Stadler, a Rice CEVE assistant professor whose research focuses on wastewater disease monitoring and wastewater microbiology, was focused on SARS-CoV-2 variant detection using wastewater samples in early 2021. Her lab was using targeted assays that looked for individual characteristic mutations to identify variants, and proposed to try sequencing the genomes of SARS-CoV-2 in wastewater samples to get a more comprehensive picture of circulating variants.
“The Houston Health Department Lab began sequencing SARS-CoV-2 genomes from wastewater samples and once we had the data, we realized that there was no off-the-shelf computational pipelines for analyzing environmental samples that contain a mixture of variants and degraded and fragmented genomes, which are common to wastewater samples,” she said. Stadler and Treangen’s groups joined forces to develop QuaID, specifically designed for identifying low abundance/emerging variants of concern in environmental samples.
Ensor, Rice’s Noah G. Harding professor of Statistics and Director of the Center for Computational Finance and Economic Systems (CoFES) established and implemented the statistical system for assessing the pertinent health information from wastewater samples for SARS-CoV-2 in May 2020, and expanded her work through Houston Wastewater Epidemiology. She said, “The publication of our paper in Nature Communications gives us a global platform to share our results and methodology.”
Hopkins blends her role as a Rice professor in the practice of Statistics with her duties as Chief Environmental Science Officer and Bureau Chief for the Data Science Division in the Houston Health Department.

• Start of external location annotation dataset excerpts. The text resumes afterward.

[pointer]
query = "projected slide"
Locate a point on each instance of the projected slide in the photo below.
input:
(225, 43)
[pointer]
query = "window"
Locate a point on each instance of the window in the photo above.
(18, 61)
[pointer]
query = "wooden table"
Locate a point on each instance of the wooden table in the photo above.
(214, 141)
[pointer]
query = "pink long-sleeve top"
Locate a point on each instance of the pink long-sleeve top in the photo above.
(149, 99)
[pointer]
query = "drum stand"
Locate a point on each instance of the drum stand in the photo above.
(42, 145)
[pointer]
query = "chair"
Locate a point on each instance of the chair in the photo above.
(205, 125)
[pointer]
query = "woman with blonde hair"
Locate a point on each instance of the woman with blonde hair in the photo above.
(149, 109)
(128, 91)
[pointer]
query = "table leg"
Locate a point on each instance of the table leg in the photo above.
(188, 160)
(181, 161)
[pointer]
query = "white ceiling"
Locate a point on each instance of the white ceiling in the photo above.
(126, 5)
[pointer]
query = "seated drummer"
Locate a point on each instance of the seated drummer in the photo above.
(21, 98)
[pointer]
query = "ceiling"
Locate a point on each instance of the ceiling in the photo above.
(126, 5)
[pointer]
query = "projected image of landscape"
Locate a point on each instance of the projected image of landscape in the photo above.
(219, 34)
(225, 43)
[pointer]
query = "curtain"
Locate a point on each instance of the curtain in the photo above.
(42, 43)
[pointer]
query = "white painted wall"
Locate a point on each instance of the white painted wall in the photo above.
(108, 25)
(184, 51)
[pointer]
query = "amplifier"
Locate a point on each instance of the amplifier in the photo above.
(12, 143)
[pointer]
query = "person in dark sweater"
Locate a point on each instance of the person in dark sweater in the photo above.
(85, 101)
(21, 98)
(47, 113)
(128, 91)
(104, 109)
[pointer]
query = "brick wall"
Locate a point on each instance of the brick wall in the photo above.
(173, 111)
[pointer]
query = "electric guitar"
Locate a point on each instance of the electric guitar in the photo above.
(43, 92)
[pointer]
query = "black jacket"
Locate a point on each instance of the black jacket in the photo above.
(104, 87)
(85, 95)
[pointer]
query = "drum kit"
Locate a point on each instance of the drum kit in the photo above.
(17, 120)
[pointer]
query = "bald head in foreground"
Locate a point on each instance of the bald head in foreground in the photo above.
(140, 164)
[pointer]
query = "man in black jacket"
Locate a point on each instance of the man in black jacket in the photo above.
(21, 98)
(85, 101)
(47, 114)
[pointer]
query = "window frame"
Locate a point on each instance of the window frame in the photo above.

Essentially, she translates research advances in science, engineering and higher education to inform city policymakers and improve public health.
The QuaID model provides Hopkins with a visual image of a spreading threat that her colleagues at the Houston Health Department can understand. She said, “the QualID model allows our teams at the Houston Health Department to track when variants of concern first appeared in the city’s wastewater as well as where these variants of concern are present in the different parts of the city. Tracking not just SARS-CoV-2 in the wastewater, but also the variants, is important information for our public health leaders.”
For Sapoval, the QuaID model’s beauty is in the anonymity it provides for people shedding traces of viral genomes into wastewater. He said the importance of data collection and analysis should be balanced against the medical or social stigma of a single individual being identified as the first known carrier of a new variant.
“At Rice, we’ve been focusing on the question of ethics in computer science. With that perspective in mind, our creation of a universal yet anonymous type of surveillance allows us to assess large populations without imposing feelings of shame or guilt. I think one of the most valuable lessons learned from this project is that wastewater surveillance is a powerful tool that can be used to track the spread of a pathogen in a community without inflicting psychological damage on its people.”